Hari pernikahan Lara dan Thomas pun tiba. Namun, tentu saja kejadiannya tidak sesuai seperti yang diharapkan Nyonya Erna. Ia mengurung diri di dalam kamar seharian. Sebuah kebaya berwarna kuning emas menggantung di dekat jendela, serasi dengan kain motif batik baduy yang juga ada di sana, melambai-lambai tertiup angin yang berhembus pelan dari lubang jendela. Kebaya dan kain batik baduy yang sebelumnya sudah dibungkus rapi di dalam koper itu sengaja ia keluarkan kembali dan digantungnya di sana. Tepatnya saat ia kembali dari pertemuannya bersama Lara, Kama, Thomas, dan Tuan Haki. Isi koper yang sudah ditata rapi ia balik hingga tumpah, dan hanya kebaya kuning emas beserta kain batik baduy itu yang ia selamatkan.
Nyonya Erna meringkuk di atas kasurnya dan menghadap ke jendela itu. Pandangannya menatap sedih ke arah kebaya dan kain batik baduy itu. Sudah dua hari ini ia menolak makan, juga menolak lupa pada kejadian di rumah makan tempo hari. Harusnya hari ini dia sudah ada di Hawaii bersama Thomas, Lara, dan Tuan Joe. Harusnya hari ini ada pesta pernikahan kecil di Hawaii sana, dan Nyonya Erna yang terlihat anggun dengan sepasang kebaya emas dan kain batik baduynya sedang menyalami tamu kerabat yang datang. Bayang-bayang harapannya itu tampak jelas di pelupuk matanya. Maka jika matanya sudah tidak kuat lagi menatap kebaya dan kain batik baduy itu, ia akan memejamkan matanya rapat-rapat, berharap itu bisa membawanya ke dunia lain yang lebih indah – dunia mimpi.
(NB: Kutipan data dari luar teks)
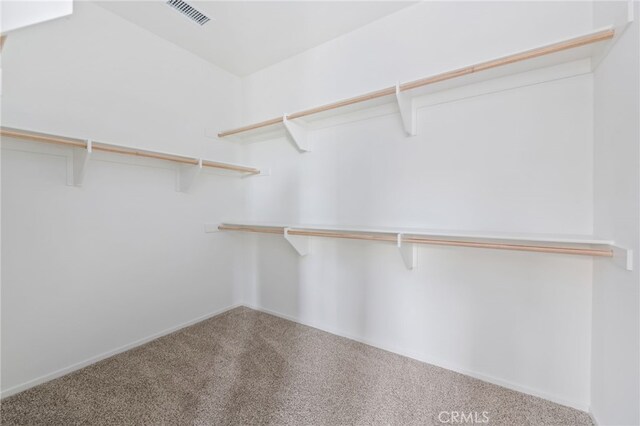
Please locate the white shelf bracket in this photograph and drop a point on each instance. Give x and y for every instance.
(79, 161)
(301, 244)
(211, 227)
(407, 111)
(263, 172)
(298, 133)
(408, 252)
(186, 175)
(623, 257)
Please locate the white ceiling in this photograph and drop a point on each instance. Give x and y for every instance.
(243, 37)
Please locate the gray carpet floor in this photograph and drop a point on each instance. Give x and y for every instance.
(247, 367)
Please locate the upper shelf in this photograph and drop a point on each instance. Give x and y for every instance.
(590, 45)
(83, 149)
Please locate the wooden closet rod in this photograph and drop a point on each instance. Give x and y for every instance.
(417, 239)
(98, 146)
(483, 66)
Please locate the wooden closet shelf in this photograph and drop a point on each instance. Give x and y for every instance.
(464, 75)
(406, 239)
(118, 149)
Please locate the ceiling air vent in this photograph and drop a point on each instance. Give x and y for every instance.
(189, 11)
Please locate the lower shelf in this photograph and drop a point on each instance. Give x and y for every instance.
(407, 240)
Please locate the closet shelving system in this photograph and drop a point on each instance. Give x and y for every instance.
(407, 240)
(567, 57)
(188, 167)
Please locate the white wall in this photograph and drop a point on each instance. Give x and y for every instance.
(518, 160)
(88, 270)
(616, 293)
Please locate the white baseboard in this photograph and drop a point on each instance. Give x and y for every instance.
(71, 368)
(439, 363)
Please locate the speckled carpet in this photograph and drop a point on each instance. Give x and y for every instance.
(247, 367)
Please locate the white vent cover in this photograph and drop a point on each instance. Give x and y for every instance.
(189, 11)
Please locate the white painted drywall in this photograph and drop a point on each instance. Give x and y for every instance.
(86, 271)
(19, 14)
(615, 387)
(519, 160)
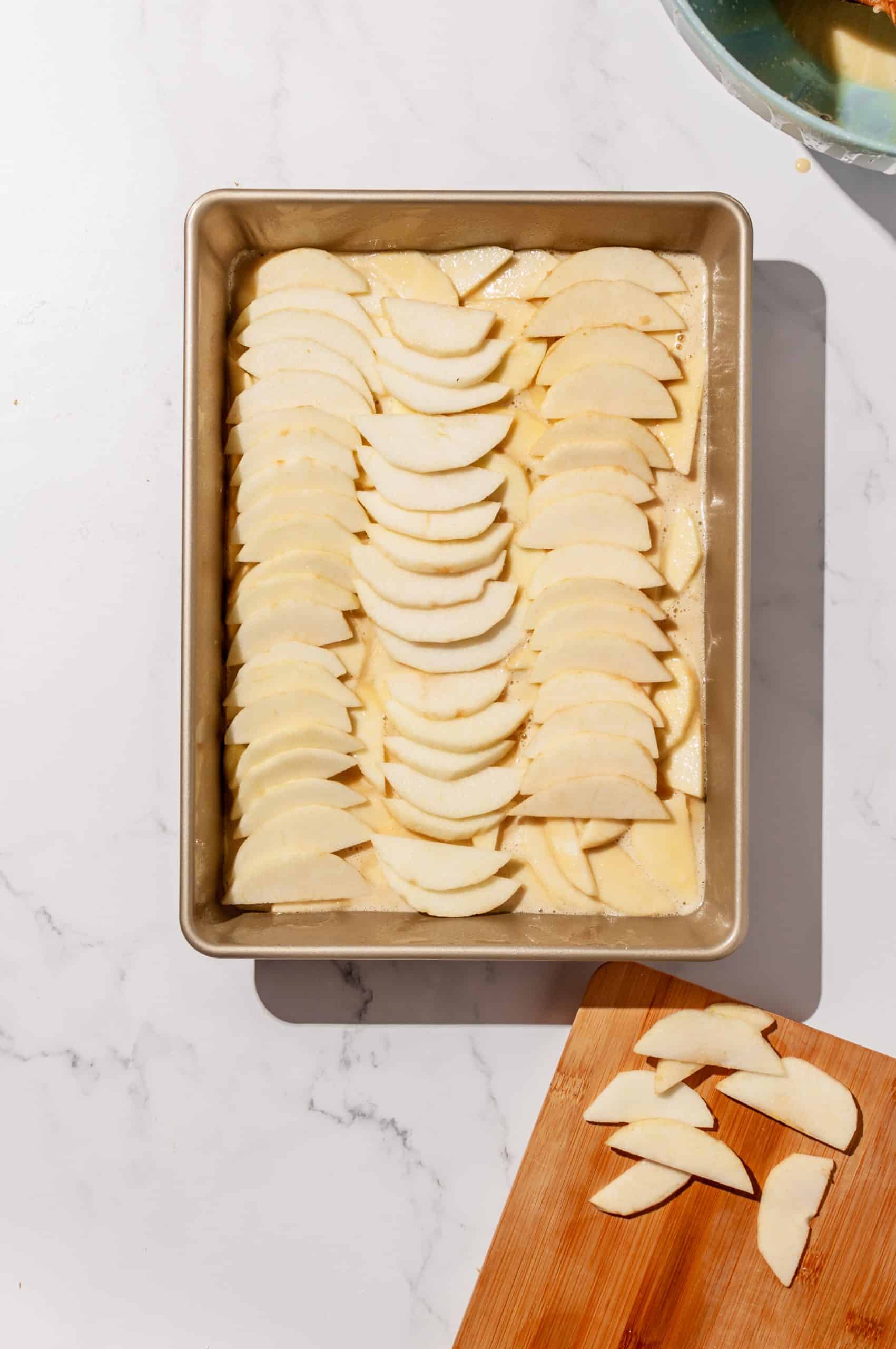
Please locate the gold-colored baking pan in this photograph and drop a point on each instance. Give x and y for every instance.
(222, 227)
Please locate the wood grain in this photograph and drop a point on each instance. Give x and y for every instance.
(687, 1275)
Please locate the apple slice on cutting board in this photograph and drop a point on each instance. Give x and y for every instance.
(793, 1194)
(631, 1097)
(805, 1097)
(685, 1148)
(642, 1186)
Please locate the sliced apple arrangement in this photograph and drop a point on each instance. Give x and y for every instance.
(450, 578)
(663, 1120)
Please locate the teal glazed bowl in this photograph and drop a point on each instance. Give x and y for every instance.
(751, 52)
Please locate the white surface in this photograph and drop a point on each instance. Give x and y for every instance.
(184, 1167)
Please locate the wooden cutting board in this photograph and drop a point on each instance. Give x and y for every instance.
(687, 1275)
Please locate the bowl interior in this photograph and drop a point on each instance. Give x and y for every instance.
(755, 34)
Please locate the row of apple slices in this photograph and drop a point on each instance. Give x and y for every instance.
(662, 1126)
(593, 628)
(296, 519)
(432, 529)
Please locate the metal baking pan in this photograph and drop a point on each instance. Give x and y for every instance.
(222, 227)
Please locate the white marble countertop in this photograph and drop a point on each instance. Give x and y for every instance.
(201, 1154)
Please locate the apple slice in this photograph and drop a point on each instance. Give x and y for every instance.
(304, 268)
(599, 833)
(521, 274)
(291, 454)
(521, 363)
(316, 299)
(612, 482)
(431, 398)
(454, 904)
(580, 455)
(679, 436)
(636, 265)
(447, 697)
(682, 551)
(288, 428)
(621, 346)
(805, 1097)
(435, 444)
(438, 556)
(445, 372)
(469, 268)
(436, 329)
(297, 324)
(443, 764)
(583, 687)
(599, 304)
(434, 492)
(300, 563)
(443, 625)
(601, 652)
(700, 1037)
(287, 768)
(563, 841)
(413, 277)
(299, 389)
(669, 1073)
(613, 718)
(676, 700)
(308, 475)
(793, 1194)
(289, 678)
(479, 794)
(284, 711)
(586, 756)
(575, 620)
(297, 876)
(685, 1148)
(592, 519)
(532, 844)
(441, 866)
(685, 769)
(447, 525)
(303, 586)
(454, 658)
(602, 388)
(288, 621)
(304, 354)
(599, 798)
(301, 736)
(752, 1016)
(664, 851)
(307, 533)
(416, 590)
(438, 827)
(285, 506)
(459, 734)
(643, 1186)
(589, 590)
(285, 653)
(306, 829)
(589, 428)
(625, 888)
(631, 1097)
(299, 793)
(604, 562)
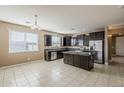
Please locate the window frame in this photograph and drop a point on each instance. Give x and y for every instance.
(25, 41)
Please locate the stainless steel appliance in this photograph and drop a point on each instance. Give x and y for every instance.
(97, 47)
(53, 55)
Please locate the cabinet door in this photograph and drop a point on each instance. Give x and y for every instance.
(65, 58)
(92, 36)
(84, 61)
(100, 35)
(70, 59)
(86, 40)
(48, 40)
(77, 60)
(67, 41)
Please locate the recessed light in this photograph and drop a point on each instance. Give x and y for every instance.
(119, 33)
(27, 22)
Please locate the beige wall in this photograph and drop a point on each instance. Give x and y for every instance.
(14, 58)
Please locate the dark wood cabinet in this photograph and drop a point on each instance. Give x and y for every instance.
(97, 35)
(86, 40)
(77, 60)
(48, 40)
(68, 59)
(85, 62)
(67, 41)
(59, 54)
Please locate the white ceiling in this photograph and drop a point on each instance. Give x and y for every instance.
(61, 18)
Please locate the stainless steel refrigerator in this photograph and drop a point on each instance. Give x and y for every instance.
(97, 47)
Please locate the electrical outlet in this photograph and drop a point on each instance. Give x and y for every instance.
(28, 59)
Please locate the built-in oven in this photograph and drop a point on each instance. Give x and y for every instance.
(53, 55)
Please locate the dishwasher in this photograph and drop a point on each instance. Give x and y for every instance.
(53, 55)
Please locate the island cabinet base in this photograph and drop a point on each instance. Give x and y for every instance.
(85, 62)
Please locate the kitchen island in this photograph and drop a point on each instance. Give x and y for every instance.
(83, 60)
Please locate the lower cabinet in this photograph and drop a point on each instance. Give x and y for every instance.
(68, 59)
(85, 62)
(77, 60)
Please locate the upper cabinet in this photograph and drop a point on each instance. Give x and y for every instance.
(97, 35)
(48, 40)
(67, 41)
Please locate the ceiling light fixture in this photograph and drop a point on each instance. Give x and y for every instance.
(35, 26)
(121, 6)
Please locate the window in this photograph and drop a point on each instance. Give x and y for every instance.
(22, 42)
(56, 41)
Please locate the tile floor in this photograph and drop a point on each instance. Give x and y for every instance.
(57, 74)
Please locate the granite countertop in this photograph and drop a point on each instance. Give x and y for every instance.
(78, 53)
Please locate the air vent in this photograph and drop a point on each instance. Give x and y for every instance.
(121, 6)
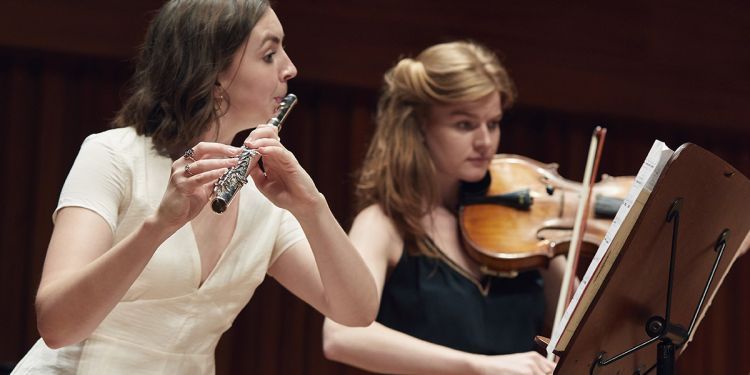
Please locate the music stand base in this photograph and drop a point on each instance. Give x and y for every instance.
(665, 358)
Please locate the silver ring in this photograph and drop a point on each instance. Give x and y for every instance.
(189, 154)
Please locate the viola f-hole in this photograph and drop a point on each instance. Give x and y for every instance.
(235, 178)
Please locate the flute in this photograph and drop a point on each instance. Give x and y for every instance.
(235, 178)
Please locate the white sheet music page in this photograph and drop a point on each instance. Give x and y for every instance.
(611, 244)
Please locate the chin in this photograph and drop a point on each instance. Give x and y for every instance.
(474, 177)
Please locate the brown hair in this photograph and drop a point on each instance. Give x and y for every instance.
(398, 173)
(187, 45)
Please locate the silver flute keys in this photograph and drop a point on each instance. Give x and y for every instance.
(235, 178)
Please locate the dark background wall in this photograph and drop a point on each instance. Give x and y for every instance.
(674, 71)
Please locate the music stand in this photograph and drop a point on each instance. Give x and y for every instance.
(669, 268)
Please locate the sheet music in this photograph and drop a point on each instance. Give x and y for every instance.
(612, 243)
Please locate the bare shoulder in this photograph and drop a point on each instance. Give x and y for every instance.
(374, 232)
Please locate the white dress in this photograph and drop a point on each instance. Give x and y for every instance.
(167, 323)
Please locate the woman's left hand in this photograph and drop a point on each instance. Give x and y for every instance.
(285, 183)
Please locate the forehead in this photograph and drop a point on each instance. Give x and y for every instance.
(488, 106)
(267, 29)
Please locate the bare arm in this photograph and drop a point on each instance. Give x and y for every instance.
(85, 276)
(326, 271)
(381, 349)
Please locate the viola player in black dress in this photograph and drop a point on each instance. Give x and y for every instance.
(438, 124)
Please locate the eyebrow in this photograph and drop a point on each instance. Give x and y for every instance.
(459, 112)
(270, 37)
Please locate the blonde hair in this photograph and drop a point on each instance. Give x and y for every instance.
(398, 173)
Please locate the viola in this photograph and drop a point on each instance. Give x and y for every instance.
(522, 214)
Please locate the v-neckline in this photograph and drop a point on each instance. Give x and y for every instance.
(198, 261)
(483, 289)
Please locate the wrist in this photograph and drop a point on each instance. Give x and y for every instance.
(313, 209)
(159, 228)
(472, 363)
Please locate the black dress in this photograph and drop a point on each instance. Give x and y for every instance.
(431, 298)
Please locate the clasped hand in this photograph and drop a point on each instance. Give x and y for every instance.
(284, 182)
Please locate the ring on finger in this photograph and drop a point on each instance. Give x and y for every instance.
(189, 154)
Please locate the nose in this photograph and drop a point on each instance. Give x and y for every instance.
(289, 71)
(483, 137)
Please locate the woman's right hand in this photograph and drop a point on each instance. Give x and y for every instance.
(519, 363)
(192, 181)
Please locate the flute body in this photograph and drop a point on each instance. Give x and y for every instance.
(235, 178)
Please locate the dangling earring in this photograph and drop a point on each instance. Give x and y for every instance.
(218, 100)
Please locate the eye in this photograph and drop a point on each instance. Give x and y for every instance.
(269, 57)
(464, 125)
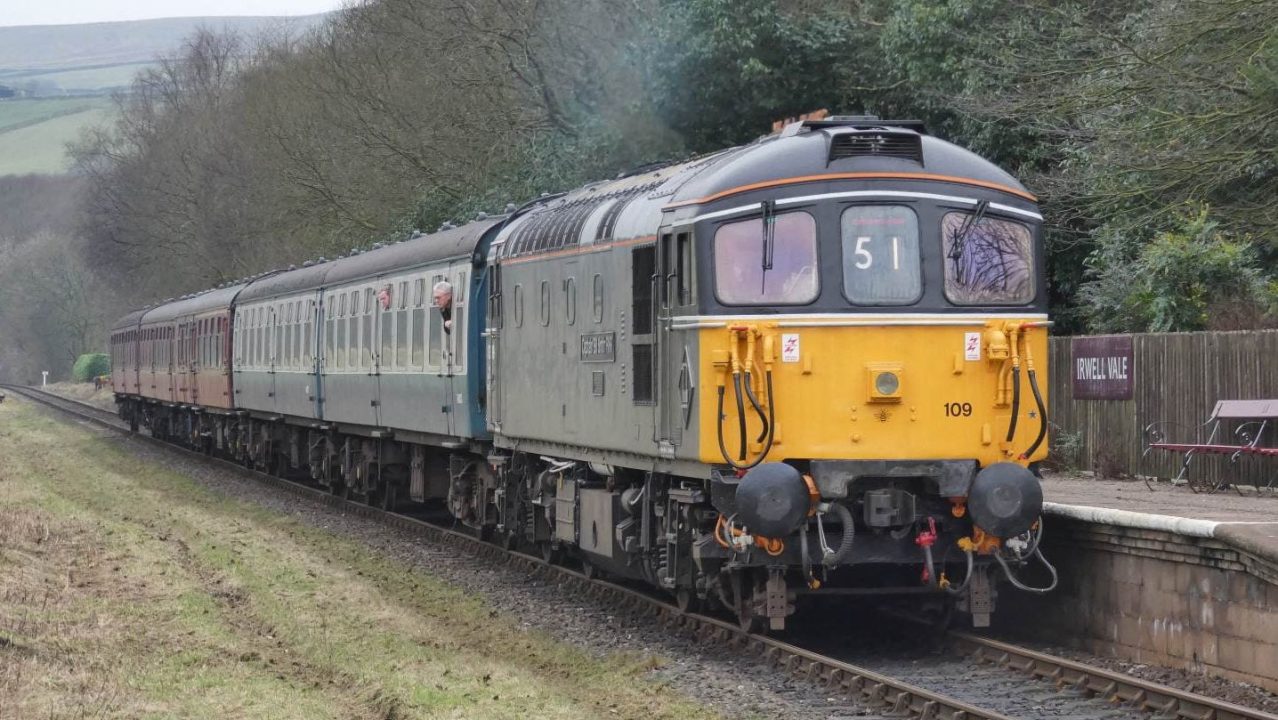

Namun, Nyonya Erna sering lupa kalau tidak semua mimpi itu indah. Selama dua hari, mimpinya selalu tentang raut wajah Lara yang sedih saat mengutarakan isi hatinya di rumah makan itu. Mimpi yang dialaminya juga berupa tatapan lembut Thomas saat berusaha menenangkan emosinya. Ah, Nyonya Erna sangat menyayangi kedua anaknya itu. Ya, ia menyayangi Lara sebagai anak kandungnya, ia juga menyayangi Thomas sebagai anak angkat dan mantan calon menantunya. Sebagai seorang ibu, hatinya terasa hancur saat anak-anaknya mengira niat baik yang ia rencanakan sejak lama malah akan membawa keburukan untuk mereka. Nyonya Erna terlalu sayang pada Lara dan Thomas, hingga tidak ingin mereka salah memilih pasangan. Nyonya Erna merasa sudah sangat mengenal Lara dan Thomas, hingga ia merasa bahwa menyatukan mereka dalam satu keluarga adalah keputusan yang terbaik, hidup bersama untuk selamanya. Dengan begitu, Nyonya Erna jadi tidak perlu khawatir akan kehilangan Lara karena dibawa suaminya yang bukan Thomas, dan tidak perlu khawatir Thomas akan pergi bersama istri yang bukan Lara, dan meninggalkannya kesepian. Nyonya Erna sudah terlalu sayang, sampai berakhir mengekang.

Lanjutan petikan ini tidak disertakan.